Interview: Lepers TV's Chad Elvins Makes a Documentary on Skarekrau Radio, Sees More Male Nudity Than He Probably Ever Needed To
In the late '90s and early '00s, Chad Elvins ran Lepers TV, the local-access show which filmed tons and tons of St. Louis concerts. (Some of the national bands they filmed: Deftones, Far, Helmet, Clutch, Faith No More, Mr. Bungle, Incubus, System of a Down, Man-or-Astroman, Jesus Lizard, Queens of the Stone Age, Tortoise, Trail of the Dead, Melvins, SOD, Peelander-Z, The Dillinger Escape Plan and Ween. Whew.) Only some of this footage has surfaced on YouTube -- although the good news is, more of it might see the light of day soon. "I gut rehabbed my house slowly over the past few years and the tapes have been in the basement boxed up," Elvins says. "I unearthed them this winter and the plan is to have them on a website -- kind of like virtual library, sometime this year."
Although Lepers TV ended in 2004, Elvin's kept busy in the last five years filming a documentary on local uncategorizable, lovable weirdos Skarekrau Radio. (This is the second such documentary on the band: Naugacide was released in 2005.) Tonight, he's filming the last footage he needs, at a free show at Pop's. The south St. Louis supergroup Nebula Funk Orchestra -- the newly anointed subject of his next documentary -- is also performing. Doors are at 8 p.m., and it's all-ages. Elvins graciously answered some questions about the film.
You've been working on a movie about Skarekrau Radio for five years. What prompted you to do this in the first place? Why did you decide to do a documentary on them?
Chad Elvins: I met them through Chan Mandolin, who helped me rehab my house and was a member of SKR. He invited me out on an East coast tour, or as they call them, Warning Orbs. The more I hung out with them, the less secretive they got and they started inviting me to their rituals and just random weird shit they do. I didn't know half the time what I was filming, but I found it interesting, especially for something happening in the local music scene.
I imagine after five years you have a ton of footage. Describe what the movie is going to be like -- what's the premise? Who have you interviewed for it?
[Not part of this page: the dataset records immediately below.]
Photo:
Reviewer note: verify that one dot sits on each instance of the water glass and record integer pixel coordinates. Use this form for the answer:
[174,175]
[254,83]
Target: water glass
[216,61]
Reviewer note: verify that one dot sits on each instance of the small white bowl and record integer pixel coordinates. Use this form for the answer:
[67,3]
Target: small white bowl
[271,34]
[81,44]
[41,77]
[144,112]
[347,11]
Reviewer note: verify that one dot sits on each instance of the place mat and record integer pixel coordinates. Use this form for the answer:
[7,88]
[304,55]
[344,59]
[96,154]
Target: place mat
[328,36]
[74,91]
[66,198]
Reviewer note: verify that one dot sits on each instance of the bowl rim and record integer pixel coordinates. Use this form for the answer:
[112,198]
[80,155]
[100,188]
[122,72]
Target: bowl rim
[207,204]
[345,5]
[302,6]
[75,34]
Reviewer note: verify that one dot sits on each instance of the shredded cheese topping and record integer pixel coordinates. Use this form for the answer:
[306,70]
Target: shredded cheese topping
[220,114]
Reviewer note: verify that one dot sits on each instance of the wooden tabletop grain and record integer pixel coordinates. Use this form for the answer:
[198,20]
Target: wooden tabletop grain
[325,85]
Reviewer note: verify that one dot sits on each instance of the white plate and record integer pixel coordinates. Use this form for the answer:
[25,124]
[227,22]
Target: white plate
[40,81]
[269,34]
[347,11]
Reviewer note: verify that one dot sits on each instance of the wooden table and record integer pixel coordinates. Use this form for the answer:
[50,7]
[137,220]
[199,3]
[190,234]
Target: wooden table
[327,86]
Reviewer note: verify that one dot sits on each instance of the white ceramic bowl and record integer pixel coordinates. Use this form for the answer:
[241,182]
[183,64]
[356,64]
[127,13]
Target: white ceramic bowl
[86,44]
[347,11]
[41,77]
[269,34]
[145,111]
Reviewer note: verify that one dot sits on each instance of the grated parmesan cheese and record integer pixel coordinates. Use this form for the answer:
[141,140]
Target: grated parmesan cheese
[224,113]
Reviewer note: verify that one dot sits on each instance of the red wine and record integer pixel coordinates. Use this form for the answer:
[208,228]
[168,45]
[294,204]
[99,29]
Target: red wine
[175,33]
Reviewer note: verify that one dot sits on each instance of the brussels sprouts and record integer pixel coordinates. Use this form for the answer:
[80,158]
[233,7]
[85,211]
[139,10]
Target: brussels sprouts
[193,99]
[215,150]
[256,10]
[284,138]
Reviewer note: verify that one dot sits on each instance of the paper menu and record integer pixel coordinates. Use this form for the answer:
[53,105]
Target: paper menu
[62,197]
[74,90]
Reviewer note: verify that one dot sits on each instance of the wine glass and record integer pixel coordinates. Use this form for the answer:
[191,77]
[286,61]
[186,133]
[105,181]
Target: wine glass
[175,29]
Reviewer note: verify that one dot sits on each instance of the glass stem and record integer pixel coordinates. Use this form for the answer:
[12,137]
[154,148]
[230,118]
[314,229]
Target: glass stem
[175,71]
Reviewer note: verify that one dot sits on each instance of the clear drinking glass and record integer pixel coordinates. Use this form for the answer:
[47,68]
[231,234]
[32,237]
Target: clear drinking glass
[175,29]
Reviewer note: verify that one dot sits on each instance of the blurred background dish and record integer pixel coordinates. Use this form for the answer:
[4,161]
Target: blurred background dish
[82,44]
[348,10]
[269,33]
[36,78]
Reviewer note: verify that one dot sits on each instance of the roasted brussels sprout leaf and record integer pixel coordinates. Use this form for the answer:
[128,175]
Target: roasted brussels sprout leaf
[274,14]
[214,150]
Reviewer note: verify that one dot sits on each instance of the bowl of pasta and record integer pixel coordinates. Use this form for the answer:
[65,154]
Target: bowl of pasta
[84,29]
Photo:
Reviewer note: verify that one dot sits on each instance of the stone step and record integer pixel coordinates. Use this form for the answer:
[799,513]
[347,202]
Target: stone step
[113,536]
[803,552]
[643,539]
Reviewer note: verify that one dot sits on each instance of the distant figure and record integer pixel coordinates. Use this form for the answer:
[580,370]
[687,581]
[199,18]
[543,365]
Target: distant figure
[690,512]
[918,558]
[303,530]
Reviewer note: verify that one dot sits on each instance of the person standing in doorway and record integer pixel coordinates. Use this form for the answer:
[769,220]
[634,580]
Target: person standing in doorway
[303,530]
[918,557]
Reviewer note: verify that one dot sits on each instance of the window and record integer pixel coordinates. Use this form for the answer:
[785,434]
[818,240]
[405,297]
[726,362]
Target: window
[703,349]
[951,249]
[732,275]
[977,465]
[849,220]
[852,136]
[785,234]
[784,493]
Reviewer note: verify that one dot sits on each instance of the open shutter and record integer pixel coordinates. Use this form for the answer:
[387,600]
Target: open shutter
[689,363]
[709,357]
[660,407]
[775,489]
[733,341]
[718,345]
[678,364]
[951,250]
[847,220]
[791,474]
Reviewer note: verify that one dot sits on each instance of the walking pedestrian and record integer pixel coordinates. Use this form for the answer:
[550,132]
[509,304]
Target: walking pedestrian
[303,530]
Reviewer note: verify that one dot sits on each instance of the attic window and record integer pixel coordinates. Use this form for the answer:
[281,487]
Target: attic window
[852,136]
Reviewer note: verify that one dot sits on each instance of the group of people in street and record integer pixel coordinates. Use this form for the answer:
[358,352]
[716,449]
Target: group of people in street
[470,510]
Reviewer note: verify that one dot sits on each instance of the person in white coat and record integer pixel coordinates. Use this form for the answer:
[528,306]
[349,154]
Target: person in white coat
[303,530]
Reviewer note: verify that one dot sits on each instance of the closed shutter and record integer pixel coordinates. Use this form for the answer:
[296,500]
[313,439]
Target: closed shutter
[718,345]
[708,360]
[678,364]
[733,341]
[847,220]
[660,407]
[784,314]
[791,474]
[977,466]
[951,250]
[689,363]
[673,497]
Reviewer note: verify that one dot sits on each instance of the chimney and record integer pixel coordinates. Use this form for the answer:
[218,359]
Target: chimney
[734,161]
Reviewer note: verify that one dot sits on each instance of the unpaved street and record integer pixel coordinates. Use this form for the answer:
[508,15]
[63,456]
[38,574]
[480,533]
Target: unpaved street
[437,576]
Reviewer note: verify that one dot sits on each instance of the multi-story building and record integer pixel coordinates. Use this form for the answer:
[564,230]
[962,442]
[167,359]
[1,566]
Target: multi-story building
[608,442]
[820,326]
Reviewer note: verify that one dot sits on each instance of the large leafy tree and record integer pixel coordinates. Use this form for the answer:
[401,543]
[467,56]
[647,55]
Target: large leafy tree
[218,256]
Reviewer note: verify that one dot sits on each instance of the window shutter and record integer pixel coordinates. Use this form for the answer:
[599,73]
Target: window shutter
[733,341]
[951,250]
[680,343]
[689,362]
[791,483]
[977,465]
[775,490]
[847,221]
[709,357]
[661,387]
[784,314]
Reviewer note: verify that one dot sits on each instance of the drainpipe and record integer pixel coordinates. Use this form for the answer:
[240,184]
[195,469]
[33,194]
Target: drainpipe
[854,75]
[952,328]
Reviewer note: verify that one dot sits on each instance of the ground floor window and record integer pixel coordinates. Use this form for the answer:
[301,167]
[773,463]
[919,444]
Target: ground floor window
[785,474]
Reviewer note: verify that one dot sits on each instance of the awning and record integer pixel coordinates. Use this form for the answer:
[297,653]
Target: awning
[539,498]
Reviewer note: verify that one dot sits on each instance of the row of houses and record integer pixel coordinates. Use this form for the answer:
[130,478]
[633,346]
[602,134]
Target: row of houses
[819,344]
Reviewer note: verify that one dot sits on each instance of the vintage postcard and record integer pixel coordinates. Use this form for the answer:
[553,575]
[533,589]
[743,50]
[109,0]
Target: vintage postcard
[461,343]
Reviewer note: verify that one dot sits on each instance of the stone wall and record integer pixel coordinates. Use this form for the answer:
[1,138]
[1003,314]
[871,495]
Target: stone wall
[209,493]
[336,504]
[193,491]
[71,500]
This really documents a chapter of Skarekrau Radio's history and is narrated by me and alter egos of myself. I became obsessed with Kricket Greene (singer of SKR) and film the last days of her being in the band and Jason Wallace Triefenbach (local artist) and his wife taking over the singing duties. The show on Wednesday will be the final filming I need of the new line up of singers to show the transgression from JWT.
What about SKR makes them a good documentary subject?
The last time I saw them a member got naked and started humping tables in Mangia then got in a fight with another member. You never know what you'll get at a SKR show.
What's the most insane/ridiculous footage you've shot so far? Anything stand out?
I filmed so much male nudity that it could turn into one of those drinking games every time you see a wiener in this film. The best was a naked guy crawling into a sewer hole near the abandon Carondelet Coke Plant.
When can we expect the documentary to be finished? Will you be premiering it anywhere/shopping it to festivals/releasing it yourself? Does it have a name?
It's called A Time in Tempora (they're from Tempora, Illinois) and I plan on showing it here in St. Louis first. It's very low-brow so it'll be nice if underground film festivals play it.
Tell us about Nebula Funk Orchestra. Why did you choose to start doing a documentary on them?
Nebula Funk Orchestra is made up of a lot of people from south St. Louis bands and they are the best party band around, hands down. They have this beach theme to their shows and Wednesday will be over-the-top with this theme.
Anything else you want to add?
This show is a one time thing and I doubt you'll ever see NFO and SKR play a show like this again -- especially at Pops!